PostgreSQL SWAG Part 2: Indexing JSON data type and Full text search

Posted on Jun 14, 2014

In my last post I demonstrated the use of JSON data type of PostgreSQL. But I skipped a crucial part, Indexes.

All my queries in last post ran on a table with about 24k rows with the JSON tweet data. That import script of mine is still running and I’ve crossed 100k records. I’ll run the same queries again, but this time I’ll create indexes for the appropriate columns before querying.

Also, I’ll explain briefly how you can use the full text search feature of PostgreSQL instead of using LIKE like I used in last blog post.

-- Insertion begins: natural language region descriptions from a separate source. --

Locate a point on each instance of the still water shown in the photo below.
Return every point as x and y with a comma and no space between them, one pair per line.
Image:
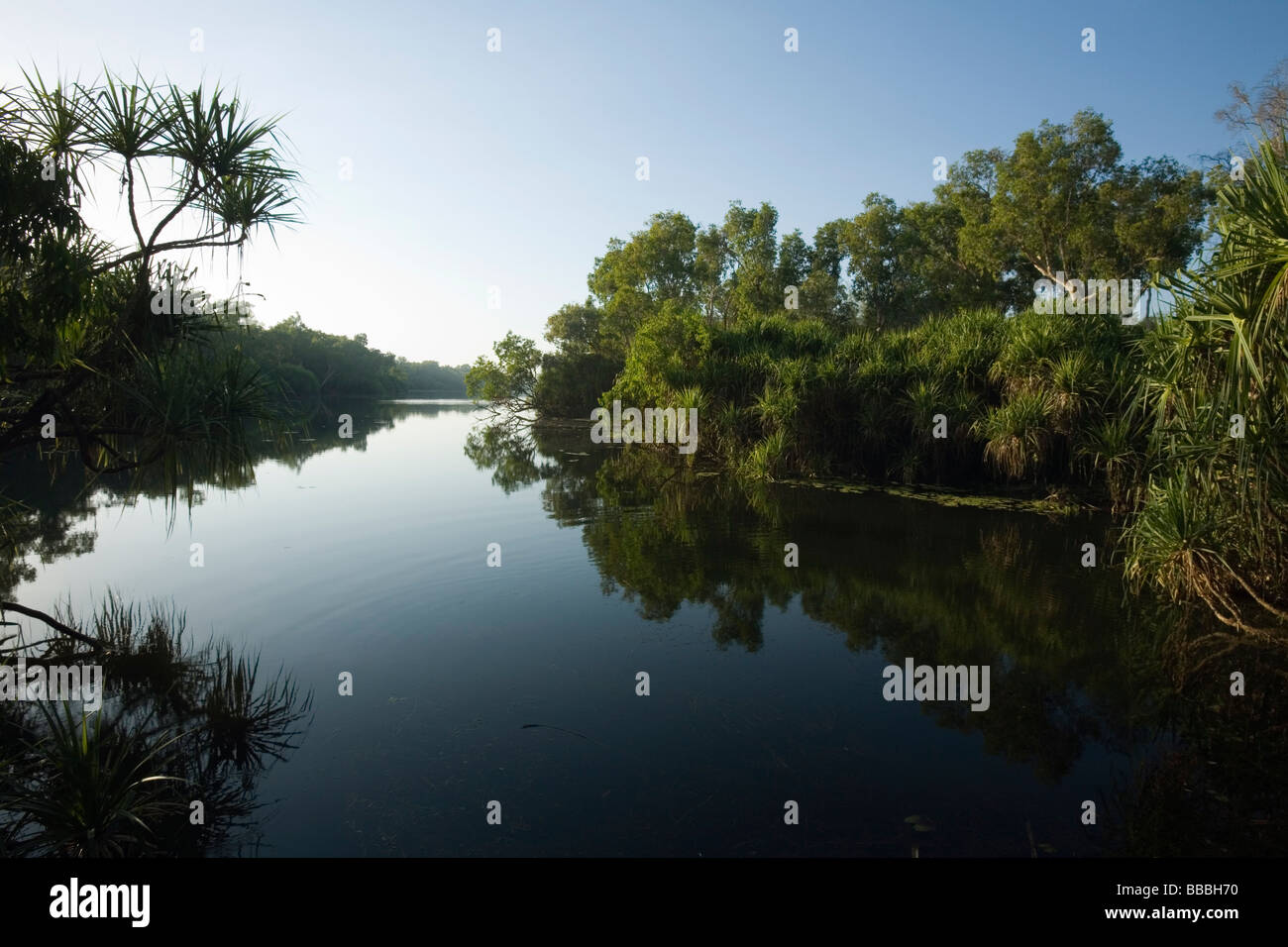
518,684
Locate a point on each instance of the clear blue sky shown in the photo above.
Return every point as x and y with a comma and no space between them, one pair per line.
513,169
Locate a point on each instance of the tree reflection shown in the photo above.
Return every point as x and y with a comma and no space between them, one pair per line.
973,586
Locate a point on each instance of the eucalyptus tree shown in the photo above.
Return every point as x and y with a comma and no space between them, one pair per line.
1064,204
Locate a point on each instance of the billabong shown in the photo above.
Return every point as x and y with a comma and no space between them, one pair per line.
651,427
938,684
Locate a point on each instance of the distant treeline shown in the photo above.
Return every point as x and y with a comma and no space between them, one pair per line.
301,363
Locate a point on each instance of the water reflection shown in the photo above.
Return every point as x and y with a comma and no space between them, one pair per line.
1076,667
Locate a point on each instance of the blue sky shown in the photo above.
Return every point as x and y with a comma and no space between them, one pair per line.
513,169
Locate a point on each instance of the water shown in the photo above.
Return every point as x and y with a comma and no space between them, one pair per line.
370,557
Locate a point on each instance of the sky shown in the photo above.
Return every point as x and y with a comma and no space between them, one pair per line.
482,184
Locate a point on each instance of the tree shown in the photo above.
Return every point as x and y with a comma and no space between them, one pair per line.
128,371
510,381
1063,202
1260,112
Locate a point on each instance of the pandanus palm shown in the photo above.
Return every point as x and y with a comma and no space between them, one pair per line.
1216,392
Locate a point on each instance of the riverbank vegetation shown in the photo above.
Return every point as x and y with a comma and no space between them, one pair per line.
917,346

Let’s first try to fetch all the tweets that have both the word “world” and “cup” in it -

tweets=# create index "idx_text" on tweet using gin(to_tsvector('english', data->>'text'));
CREATE INDEX
tweets=# analyze tweet;
ANALYZE
tweets=# explain analyze select tid, data->>'text' from tweet where to_tsvector('english', data->>'text') @@ to_tsquery('world & cup');
                                                      QUERY PLAN
-----------------------------------------------------------------------------------------------------------------------
 Bitmap Heap Scan on tweet  (cost=61.03..8490.10 rows=3229 width=51) (actual time=4.146..358.203 rows=17037 loops=1)
   Recheck Cond: (to_tsvector('english'::regconfig, (data ->> 'text'::text)) @@ to_tsquery('world & cup'::text))
   ->  Bitmap Index Scan on idx_text  (cost=0.00..60.23 rows=3229 width=0) (actual time=3.325..3.325 rows=17037 loops=1)
         Index Cond: (to_tsvector('english'::regconfig, (data ->> 'text'::text)) @@ to_tsquery('world & cup'::text))
 Total runtime: 358.887 ms
(5 rows)

tweets=# explain analyze select tid, data->>'text' from tweet where to_tsvector('english', data->>'text') @@ to_tsquery('python & ruby');
                                                      QUERY PLAN
-----------------------------------------------------------------------------------------------------------------------
 Bitmap Heap Scan on tweet  (cost=28.13..91.09 rows=16 width=51) (actual time=2.969..12.769 rows=114 loops=1)
   Recheck Cond: (to_tsvector('english'::regconfig, (data ->> 'text'::text)) @@ to_tsquery('python & ruby'::text))
   ->  Bitmap Index Scan on idx_text  (cost=0.00..28.12 rows=16 width=0) (actual time=2.822..2.822 rows=114 loops=1)
         Index Cond: (to_tsvector('english'::regconfig, (data ->> 'text'::text)) @@ to_tsquery('python & ruby'::text))
 Total runtime: 12.841 ms
(5 rows)

The phenomenal time difference is dependant on the number of results -

tweets=# select count(tid) from tweet where to_tsvector('english', data->>'text') @@ to_tsquery('python & ruby');
 count
-------
   114
(1 row)

tweets=# select count(tid) from tweet where to_tsvector('english', data->>'text') @@ to_tsquery('world & cup');
 count
-------
 17037
(1 row)

Just remember that these queries are running on almost 4 times the records compared to the last post.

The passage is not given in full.